FOM: second-order logic is a myth

Pat Hayes phayes at ai.uwf.edu
Thu Mar 4 12:57:43 EST 1999


Stephen Simpson writes:

>To summarize, the standard modern view of the matter is that notions
>such as `and', `or', `not', `there exists', `for all' belong to logic,
>while notions such as `for all subsets of a given set' belong to set
>theory.
>

But surely (I speak in some trepidation, being a newcomer to these august
electronic halls), our very idea of logical truth now comes from Tarski,
whose account of the meaning of 'forall' seems to use the notion of set at
its very center: that of the universe of quantification. 'forall x P(x)' is
true (in an interpretation I) just when I(P) holds of every thing in the
universe of I, which is a set.
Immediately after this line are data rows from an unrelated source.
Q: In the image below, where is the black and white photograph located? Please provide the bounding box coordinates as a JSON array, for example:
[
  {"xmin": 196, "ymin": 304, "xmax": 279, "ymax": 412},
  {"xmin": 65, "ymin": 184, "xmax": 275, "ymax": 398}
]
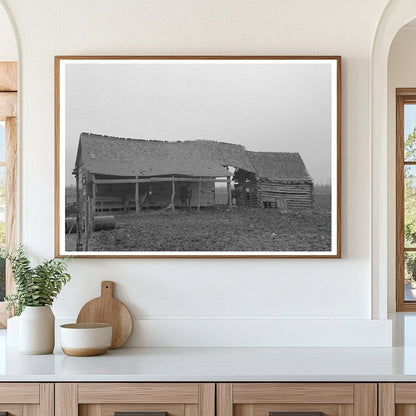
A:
[{"xmin": 55, "ymin": 56, "xmax": 341, "ymax": 257}]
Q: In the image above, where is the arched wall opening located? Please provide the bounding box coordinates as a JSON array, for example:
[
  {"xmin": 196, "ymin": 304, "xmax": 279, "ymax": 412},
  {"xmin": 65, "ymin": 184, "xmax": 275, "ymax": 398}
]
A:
[
  {"xmin": 372, "ymin": 1, "xmax": 416, "ymax": 319},
  {"xmin": 387, "ymin": 19, "xmax": 416, "ymax": 313}
]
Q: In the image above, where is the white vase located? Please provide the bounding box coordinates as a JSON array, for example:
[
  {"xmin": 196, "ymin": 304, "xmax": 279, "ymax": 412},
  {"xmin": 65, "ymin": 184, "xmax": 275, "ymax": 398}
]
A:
[
  {"xmin": 6, "ymin": 315, "xmax": 20, "ymax": 347},
  {"xmin": 19, "ymin": 306, "xmax": 55, "ymax": 354}
]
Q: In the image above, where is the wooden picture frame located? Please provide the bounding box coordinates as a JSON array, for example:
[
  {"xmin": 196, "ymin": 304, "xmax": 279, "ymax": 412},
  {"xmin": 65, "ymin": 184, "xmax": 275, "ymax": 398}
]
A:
[
  {"xmin": 396, "ymin": 88, "xmax": 416, "ymax": 310},
  {"xmin": 55, "ymin": 56, "xmax": 341, "ymax": 258}
]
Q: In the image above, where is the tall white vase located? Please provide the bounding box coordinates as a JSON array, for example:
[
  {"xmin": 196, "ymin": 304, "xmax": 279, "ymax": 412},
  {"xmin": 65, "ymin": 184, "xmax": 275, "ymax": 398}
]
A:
[
  {"xmin": 19, "ymin": 306, "xmax": 55, "ymax": 354},
  {"xmin": 6, "ymin": 315, "xmax": 20, "ymax": 347}
]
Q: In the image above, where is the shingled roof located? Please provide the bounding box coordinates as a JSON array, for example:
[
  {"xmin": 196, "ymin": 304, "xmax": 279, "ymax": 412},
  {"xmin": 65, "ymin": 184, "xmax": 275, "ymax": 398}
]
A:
[
  {"xmin": 75, "ymin": 133, "xmax": 254, "ymax": 178},
  {"xmin": 247, "ymin": 151, "xmax": 313, "ymax": 182}
]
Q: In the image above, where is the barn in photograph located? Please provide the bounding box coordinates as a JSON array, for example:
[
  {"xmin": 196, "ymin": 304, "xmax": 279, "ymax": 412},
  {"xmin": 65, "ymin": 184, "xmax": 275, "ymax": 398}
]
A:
[
  {"xmin": 72, "ymin": 132, "xmax": 253, "ymax": 213},
  {"xmin": 71, "ymin": 132, "xmax": 315, "ymax": 215}
]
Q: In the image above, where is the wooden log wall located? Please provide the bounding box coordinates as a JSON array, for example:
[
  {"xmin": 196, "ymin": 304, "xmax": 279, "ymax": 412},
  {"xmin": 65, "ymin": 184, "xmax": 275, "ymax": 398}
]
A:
[{"xmin": 260, "ymin": 182, "xmax": 314, "ymax": 209}]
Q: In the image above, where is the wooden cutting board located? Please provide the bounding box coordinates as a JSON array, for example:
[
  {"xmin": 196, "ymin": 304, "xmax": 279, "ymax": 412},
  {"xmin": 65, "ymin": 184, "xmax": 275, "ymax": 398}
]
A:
[{"xmin": 76, "ymin": 281, "xmax": 133, "ymax": 349}]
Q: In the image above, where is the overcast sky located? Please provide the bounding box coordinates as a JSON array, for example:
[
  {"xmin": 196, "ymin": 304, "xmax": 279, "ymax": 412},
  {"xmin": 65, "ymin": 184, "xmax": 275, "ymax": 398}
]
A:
[{"xmin": 64, "ymin": 60, "xmax": 334, "ymax": 186}]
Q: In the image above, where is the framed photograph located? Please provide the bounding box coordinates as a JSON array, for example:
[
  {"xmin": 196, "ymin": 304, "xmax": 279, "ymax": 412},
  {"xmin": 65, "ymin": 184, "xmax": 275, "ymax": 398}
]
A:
[{"xmin": 55, "ymin": 56, "xmax": 341, "ymax": 258}]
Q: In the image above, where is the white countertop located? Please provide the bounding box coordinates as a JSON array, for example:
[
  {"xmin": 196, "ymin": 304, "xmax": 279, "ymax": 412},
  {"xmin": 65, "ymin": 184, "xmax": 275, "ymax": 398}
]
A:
[
  {"xmin": 2, "ymin": 345, "xmax": 416, "ymax": 382},
  {"xmin": 2, "ymin": 313, "xmax": 416, "ymax": 382}
]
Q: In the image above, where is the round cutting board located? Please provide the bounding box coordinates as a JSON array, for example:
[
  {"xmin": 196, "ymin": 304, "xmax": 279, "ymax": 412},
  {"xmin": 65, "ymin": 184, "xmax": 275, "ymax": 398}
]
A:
[{"xmin": 76, "ymin": 281, "xmax": 133, "ymax": 349}]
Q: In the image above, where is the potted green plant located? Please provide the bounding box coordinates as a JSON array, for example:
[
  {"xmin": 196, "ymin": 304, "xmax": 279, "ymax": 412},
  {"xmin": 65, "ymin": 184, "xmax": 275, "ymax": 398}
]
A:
[{"xmin": 4, "ymin": 246, "xmax": 71, "ymax": 354}]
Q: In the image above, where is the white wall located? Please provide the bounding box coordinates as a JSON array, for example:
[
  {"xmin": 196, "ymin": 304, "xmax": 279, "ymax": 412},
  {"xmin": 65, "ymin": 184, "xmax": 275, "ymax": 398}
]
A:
[
  {"xmin": 0, "ymin": 3, "xmax": 16, "ymax": 61},
  {"xmin": 0, "ymin": 0, "xmax": 393, "ymax": 347},
  {"xmin": 387, "ymin": 26, "xmax": 416, "ymax": 312}
]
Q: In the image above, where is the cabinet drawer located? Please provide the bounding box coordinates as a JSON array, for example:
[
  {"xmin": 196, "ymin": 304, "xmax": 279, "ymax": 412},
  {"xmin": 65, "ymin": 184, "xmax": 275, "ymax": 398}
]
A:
[
  {"xmin": 0, "ymin": 383, "xmax": 39, "ymax": 403},
  {"xmin": 56, "ymin": 383, "xmax": 215, "ymax": 416},
  {"xmin": 217, "ymin": 383, "xmax": 376, "ymax": 416},
  {"xmin": 78, "ymin": 383, "xmax": 200, "ymax": 404}
]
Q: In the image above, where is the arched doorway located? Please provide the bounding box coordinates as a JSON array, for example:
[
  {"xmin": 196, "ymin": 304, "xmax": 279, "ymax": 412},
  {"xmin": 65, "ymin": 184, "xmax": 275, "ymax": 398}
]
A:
[{"xmin": 371, "ymin": 1, "xmax": 416, "ymax": 318}]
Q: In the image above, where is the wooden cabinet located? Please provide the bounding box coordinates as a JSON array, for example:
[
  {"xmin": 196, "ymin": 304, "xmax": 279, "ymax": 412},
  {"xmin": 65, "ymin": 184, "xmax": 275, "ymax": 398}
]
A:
[
  {"xmin": 0, "ymin": 380, "xmax": 411, "ymax": 416},
  {"xmin": 217, "ymin": 383, "xmax": 377, "ymax": 416},
  {"xmin": 53, "ymin": 381, "xmax": 380, "ymax": 416},
  {"xmin": 0, "ymin": 383, "xmax": 53, "ymax": 416},
  {"xmin": 55, "ymin": 383, "xmax": 215, "ymax": 416}
]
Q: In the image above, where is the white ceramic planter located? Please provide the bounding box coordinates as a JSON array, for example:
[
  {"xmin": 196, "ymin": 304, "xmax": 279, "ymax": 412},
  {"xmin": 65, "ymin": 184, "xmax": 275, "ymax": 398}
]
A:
[
  {"xmin": 19, "ymin": 306, "xmax": 55, "ymax": 354},
  {"xmin": 6, "ymin": 315, "xmax": 20, "ymax": 347}
]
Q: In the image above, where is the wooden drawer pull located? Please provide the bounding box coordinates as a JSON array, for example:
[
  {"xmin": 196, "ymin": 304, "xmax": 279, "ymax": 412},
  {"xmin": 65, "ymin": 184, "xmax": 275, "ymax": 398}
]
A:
[
  {"xmin": 270, "ymin": 413, "xmax": 323, "ymax": 416},
  {"xmin": 115, "ymin": 412, "xmax": 168, "ymax": 416}
]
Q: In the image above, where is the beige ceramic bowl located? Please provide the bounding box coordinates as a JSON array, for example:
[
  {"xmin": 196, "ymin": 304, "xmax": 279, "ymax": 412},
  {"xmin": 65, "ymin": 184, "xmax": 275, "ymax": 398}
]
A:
[{"xmin": 60, "ymin": 323, "xmax": 112, "ymax": 356}]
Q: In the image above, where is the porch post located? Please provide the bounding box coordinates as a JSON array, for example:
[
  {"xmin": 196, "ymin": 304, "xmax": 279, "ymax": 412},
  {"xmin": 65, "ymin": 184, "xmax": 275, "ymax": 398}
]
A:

True, this requires only a modest dip into
set *theory*, but it does seem to involve sets centrally in the very
business of logic.

Or is your point that the subjectmatter of set theory appears when we first
talk of a power set? Maybe that is the crucial point at which we pass from
what can nowadays be thought of as simple everyday logic into a genuine
mathematical *topic*. This does seem to have been the sticking point for a
number of people in history (Brouwer and Lesniewski, for example) and
certainly the axiom of choice seems to be the place where reasonable
mathematicians might legitimately disagree about something, and therefore
find alternative foundations more or less congenial.